Ich konnte also unmöglich nein zu dieser Zusammenarbeit sagen. Obwohl ich eigentlich eher widerwillig bei solchen Sachen bin, war es unmöglich zu widerstehen. Und außerdem ist Kustermann auf seine Art auch eine "0-Kilometer-Wirklichkeit", ein lokales Ding, ein sehr großes lokales Ding.

Das erste "Kustermann München Connection" Treffen war also zu Weihnachten. Ein fantastisches 5 Gänge Menü, das von 5 Bayerischen Bloggern zusammengestellt wurde. Naja, fast alle bayerisch. Claudia von Dinner um Acht, Dorothée von Bushcooks Kitchen, Petra von Der Mut Anderer, Martin von Café Schönleben und ich.

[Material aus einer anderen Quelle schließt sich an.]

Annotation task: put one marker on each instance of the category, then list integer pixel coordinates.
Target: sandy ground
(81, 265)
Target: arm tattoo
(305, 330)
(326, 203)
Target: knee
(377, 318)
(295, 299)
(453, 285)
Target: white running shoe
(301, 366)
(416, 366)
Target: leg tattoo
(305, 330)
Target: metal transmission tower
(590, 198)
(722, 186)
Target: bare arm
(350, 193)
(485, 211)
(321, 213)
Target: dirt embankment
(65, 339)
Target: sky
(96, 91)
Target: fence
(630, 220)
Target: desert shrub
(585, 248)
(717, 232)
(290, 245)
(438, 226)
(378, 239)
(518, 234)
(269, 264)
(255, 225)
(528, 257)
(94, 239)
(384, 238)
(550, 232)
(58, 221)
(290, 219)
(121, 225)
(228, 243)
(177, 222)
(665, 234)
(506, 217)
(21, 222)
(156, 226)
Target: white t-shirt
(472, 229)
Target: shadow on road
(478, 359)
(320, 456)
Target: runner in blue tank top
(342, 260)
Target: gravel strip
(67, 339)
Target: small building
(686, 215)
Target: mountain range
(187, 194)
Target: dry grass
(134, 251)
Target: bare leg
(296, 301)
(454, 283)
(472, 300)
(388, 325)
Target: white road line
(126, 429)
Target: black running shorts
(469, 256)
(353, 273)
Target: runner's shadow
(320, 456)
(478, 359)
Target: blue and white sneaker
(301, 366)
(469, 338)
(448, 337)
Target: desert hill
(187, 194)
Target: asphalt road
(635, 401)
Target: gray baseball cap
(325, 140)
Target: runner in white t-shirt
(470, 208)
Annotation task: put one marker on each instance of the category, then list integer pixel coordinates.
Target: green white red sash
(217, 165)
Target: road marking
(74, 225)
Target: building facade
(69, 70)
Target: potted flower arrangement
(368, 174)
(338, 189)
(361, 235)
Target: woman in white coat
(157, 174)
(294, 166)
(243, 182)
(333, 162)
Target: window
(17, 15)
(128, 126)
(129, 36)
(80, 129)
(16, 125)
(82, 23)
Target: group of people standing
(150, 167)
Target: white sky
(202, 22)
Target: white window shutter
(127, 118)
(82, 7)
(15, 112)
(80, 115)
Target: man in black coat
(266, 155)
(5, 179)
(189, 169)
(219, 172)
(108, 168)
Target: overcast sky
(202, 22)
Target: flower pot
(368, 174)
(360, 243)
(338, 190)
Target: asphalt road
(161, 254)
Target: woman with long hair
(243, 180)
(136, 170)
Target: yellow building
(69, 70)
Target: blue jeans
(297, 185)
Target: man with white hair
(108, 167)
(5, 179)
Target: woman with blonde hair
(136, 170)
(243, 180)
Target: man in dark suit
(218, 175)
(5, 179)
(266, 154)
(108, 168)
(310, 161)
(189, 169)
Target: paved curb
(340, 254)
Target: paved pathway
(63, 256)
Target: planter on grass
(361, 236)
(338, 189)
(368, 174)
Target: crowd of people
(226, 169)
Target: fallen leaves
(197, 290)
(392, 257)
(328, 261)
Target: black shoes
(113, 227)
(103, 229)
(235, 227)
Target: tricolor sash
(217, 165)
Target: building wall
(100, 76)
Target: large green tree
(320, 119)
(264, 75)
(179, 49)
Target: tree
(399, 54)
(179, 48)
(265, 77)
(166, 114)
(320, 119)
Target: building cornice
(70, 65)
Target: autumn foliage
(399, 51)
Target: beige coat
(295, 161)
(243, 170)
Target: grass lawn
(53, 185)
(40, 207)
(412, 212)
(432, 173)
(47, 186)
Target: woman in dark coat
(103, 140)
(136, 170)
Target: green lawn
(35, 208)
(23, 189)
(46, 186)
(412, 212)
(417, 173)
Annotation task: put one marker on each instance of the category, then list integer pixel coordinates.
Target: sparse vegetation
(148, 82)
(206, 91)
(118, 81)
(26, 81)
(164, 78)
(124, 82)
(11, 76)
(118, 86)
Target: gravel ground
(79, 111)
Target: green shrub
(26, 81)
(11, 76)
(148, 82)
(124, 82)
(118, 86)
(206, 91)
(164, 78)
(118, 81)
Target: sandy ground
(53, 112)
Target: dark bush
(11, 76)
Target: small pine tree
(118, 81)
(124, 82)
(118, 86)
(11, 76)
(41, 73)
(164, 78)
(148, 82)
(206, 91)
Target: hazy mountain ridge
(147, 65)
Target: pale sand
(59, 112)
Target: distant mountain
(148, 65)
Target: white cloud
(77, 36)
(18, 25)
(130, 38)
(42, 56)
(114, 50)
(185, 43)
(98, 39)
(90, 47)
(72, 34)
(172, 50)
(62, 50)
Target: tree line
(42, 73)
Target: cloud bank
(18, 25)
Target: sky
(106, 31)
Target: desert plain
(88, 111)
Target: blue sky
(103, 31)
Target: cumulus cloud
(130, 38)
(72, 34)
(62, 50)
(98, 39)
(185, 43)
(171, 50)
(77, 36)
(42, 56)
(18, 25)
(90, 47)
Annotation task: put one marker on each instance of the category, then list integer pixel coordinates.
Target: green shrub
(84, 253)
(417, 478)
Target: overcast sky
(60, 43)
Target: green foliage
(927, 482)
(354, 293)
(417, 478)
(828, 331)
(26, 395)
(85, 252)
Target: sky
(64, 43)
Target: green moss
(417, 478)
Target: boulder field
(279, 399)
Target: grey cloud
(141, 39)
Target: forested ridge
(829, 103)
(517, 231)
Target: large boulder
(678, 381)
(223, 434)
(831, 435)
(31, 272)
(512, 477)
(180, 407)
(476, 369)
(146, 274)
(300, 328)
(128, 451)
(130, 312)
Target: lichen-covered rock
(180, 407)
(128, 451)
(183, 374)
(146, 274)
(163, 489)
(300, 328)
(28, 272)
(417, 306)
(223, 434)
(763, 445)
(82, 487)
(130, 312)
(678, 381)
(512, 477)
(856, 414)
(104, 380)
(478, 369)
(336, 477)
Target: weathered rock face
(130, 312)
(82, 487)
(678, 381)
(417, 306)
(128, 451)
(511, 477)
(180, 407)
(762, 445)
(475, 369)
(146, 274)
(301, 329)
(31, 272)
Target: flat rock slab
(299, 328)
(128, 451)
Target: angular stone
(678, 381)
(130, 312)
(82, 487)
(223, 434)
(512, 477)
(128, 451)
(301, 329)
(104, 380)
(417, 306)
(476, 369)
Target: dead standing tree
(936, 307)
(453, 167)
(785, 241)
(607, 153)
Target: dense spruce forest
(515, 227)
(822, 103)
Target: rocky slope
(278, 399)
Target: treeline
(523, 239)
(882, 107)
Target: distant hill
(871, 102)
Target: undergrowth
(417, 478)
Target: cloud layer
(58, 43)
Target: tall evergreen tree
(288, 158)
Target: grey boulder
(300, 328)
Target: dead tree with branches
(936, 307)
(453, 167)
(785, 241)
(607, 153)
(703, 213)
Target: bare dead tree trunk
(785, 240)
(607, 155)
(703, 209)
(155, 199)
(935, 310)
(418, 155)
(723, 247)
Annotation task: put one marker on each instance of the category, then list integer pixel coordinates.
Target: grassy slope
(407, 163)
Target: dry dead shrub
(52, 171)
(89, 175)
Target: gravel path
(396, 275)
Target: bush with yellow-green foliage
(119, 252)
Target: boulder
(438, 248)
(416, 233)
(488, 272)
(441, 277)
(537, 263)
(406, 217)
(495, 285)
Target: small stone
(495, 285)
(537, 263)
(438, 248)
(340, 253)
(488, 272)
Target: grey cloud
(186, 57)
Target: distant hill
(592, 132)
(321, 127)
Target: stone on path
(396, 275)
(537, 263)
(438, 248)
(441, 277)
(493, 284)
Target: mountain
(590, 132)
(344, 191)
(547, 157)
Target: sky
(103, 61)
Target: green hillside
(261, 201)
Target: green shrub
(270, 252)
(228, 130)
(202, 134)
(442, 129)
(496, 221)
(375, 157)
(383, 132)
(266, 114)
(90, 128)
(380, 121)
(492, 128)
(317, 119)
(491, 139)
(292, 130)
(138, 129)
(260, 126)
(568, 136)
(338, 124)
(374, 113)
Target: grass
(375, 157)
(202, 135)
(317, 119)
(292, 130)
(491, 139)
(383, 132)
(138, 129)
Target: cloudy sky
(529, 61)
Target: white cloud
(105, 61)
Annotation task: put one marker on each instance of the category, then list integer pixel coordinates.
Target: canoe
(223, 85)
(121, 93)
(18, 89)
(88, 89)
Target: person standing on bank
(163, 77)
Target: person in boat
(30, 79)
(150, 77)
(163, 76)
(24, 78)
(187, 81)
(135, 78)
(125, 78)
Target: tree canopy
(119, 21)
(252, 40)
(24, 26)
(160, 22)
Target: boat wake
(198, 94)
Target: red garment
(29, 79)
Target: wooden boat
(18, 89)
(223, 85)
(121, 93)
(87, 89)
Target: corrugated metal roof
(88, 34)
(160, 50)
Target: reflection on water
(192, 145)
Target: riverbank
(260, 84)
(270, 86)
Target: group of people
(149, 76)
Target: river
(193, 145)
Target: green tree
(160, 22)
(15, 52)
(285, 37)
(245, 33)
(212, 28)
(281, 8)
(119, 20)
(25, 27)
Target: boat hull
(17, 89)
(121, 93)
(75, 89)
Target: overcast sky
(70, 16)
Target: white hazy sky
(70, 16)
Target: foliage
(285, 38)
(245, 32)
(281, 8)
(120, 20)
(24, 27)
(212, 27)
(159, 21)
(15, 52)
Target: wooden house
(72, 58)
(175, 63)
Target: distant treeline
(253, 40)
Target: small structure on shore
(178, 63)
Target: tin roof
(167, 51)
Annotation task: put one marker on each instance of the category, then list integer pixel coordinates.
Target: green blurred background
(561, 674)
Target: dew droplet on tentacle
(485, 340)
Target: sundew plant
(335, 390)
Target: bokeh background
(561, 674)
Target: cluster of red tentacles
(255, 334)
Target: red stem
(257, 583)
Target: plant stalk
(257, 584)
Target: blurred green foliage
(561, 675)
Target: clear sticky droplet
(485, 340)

  1. Aperitivo - Hot buttered spiced Rum / Hot Ginger Toddy von Claudia
  2. Vorspeise - Graved Lachsforelle mit Zitronen-Vodkabeize, Senfsoße mit Dill und Kartoffelplätzchen von Petra
  3. Zwischengang - Winterpostelein/Asiasalat mit Ziegenfeta-/Ziegenfrischkäse-Pralinen, Alfaalfasprossen und Rosinen von mir
  4. Hauptgang - Rehrücken mit Apfel-Rosmarin-Püree und Chicoree von Dorothée
  5. Dessert - Tonkabohnentörtchen mit Schokoglace und Thymian-Kirsch-Blaubeeren  von Martin

Man muss wirklich sehr viel Gelassenheit haben.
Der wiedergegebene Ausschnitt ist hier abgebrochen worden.